SuaraPemalang.com [BREBES] — Derasnya hujan yang mengguyur wilayah Bumiayu pada Jumat (8/11/2025) malam berubah menjadi bencana memilukan. Air bah datang tanpa ampun, menelan tiga korban jiwa, merusak belasan rumah, lahan pertanian, serta fasilitas umum. Namun, di balik derasnya arus, tersimpan kenyataan yang lebih pahit: banjir kali ini bukan semata murka alam, melainkan akibat ulah manusia yang terlalu lama mengabaikan peringatan bumi.
Wilayah Bumiayu, bagian dari Brebes Selatan yang berada di kaki Gunung Slamet, sejatinya merupakan kawasan penyangga ekologis penting. Namun, kerusakan hutan, pembukaan lahan, serta lemahnya upaya konservasi menjadikan kawasan ini semakin rapuh. Lereng gunung yang dahulu hijau kini berubah menjadi bentangan ladang kentang dan sayuran tanpa pengendalian tata air. Hilangnya vegetasi berarti lenyap pula daya serap air, membuat setiap curah hujan ekstrem menjelma menjadi ancaman.
“Apa yang terjadi di Bumiayu adalah manifestasi dari degradasi ekologis yang telah berlangsung bertahun-tahun,” ujar Aristianto Zamzami, mahasiswa Pascasarjana UMMUS Brebes sekaligus pemerhati masalah sosial kemasyarakatan yang menulis opini tajam berjudul Banjir!, Luka Alam yang Semakin Dalam.

Konservasi yang Hilang Arah
Dulu, konservasi di lereng Gunung Slamet sempat menjadi agenda penting. Bahkan, pernah muncul wacana pembentukan Taman Nasional Gunung Slamet (TNS) sebagai upaya perlindungan kawasan hutan lindung. Namun kini, gaung itu seakan meredup. Kepentingan ekonomi dan industri perlahan menggeser nilai ekologis, menjadikan hutan bukan lagi “jantung kehidupan”, melainkan sekadar lahan kosong yang siap dieksploitasi.
“Tidak cukup hanya menanam pohon seremonial atau membuat slogan hijau.

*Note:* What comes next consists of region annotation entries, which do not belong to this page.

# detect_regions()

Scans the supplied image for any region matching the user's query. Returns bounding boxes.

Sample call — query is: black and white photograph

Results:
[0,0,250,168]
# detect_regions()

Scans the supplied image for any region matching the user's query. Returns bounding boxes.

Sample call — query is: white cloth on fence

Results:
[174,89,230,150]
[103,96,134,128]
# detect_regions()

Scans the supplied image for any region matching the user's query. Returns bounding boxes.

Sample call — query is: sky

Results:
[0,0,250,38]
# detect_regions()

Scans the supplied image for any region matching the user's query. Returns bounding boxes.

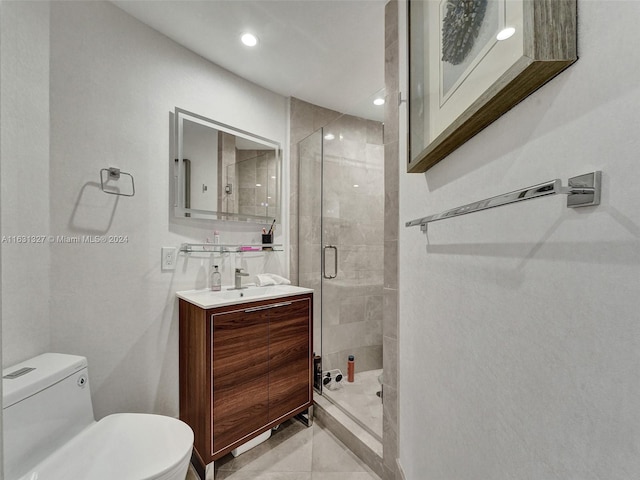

Yang dibutuhkan adalah kebijakan nyata, penegakan hukum, dan keberanian menempatkan ekologi di atas ekonomi jangka pendek,” tegas Aristianto.
Geothermal: Harapan atau Ancaman Baru?
Di tengah kondisi lingkungan yang kritis, muncul pula wacana pembangunan pembangkit listrik tenaga panas bumi (geothermal) di sekitar kawasan Gunung Slamet. Meski energi geothermal kerap dipromosikan sebagai energi hijau, proses eksplorasinya justru berpotensi menambah kerentanan alam. Pengeboran, pembukaan akses jalan, dan perubahan struktur tanah dikhawatirkan memperburuk daya dukung lingkungan.
“Pertanyaannya, apakah kita benar-benar membangun energi untuk masa depan, atau justru mempercepat kehancuran alam yang tersisa?” tulis Aristianto dalam catatannya.
Korban Jiwa, Alarm Keras dari Alam
Tiga nyawa yang melayang akibat banjir Bumiayu seharusnya menjadi alarm keras. Bukan sekadar angka statistik, melainkan cermin kegagalan sistemik — dari tata kelola lingkungan hingga pembangunan berkelanjutan yang tak berpihak pada keselamatan warga.
Aristianto menyerukan agar tragedi ini menjadi titik balik:
Melindungi kawasan hutan dari eksploitasi berlebihan,
Melakukan audit lingkungan atas proyek besar di sekitar Slamet,
Merestorasi lahan kritis secara terpadu, dan
Menguatkan mitigasi bencana berbasis komunitas.
Ia juga menegaskan pentingnya penetapan Taman Nasional Gunung Slamet sebagai prioritas kebijakan untuk mengembalikan keseimbangan ekologis yang hilang.
Refleksi dari Lereng Slamet
“Bumiayu hari ini adalah peringatan,” tulis Aristianto menutup refleksinya.
“Gunung Slamet telah memberi tanda. Sungguh sebuah kemunafikan bila kita berkata, ‘Kami sudah pernah mencoba,’ lalu merasa bebas dari tanggung jawab moral dunia dan akhirat.”
Air bah boleh surut, namun luka alam masih menganga. Jika tak ada langkah nyata, bukan tidak mungkin, jerit tangis Bumiayu akan kembali bergema — bersama tangisan Gunung Slamet yang semakin kehilangan hijau di dadanya.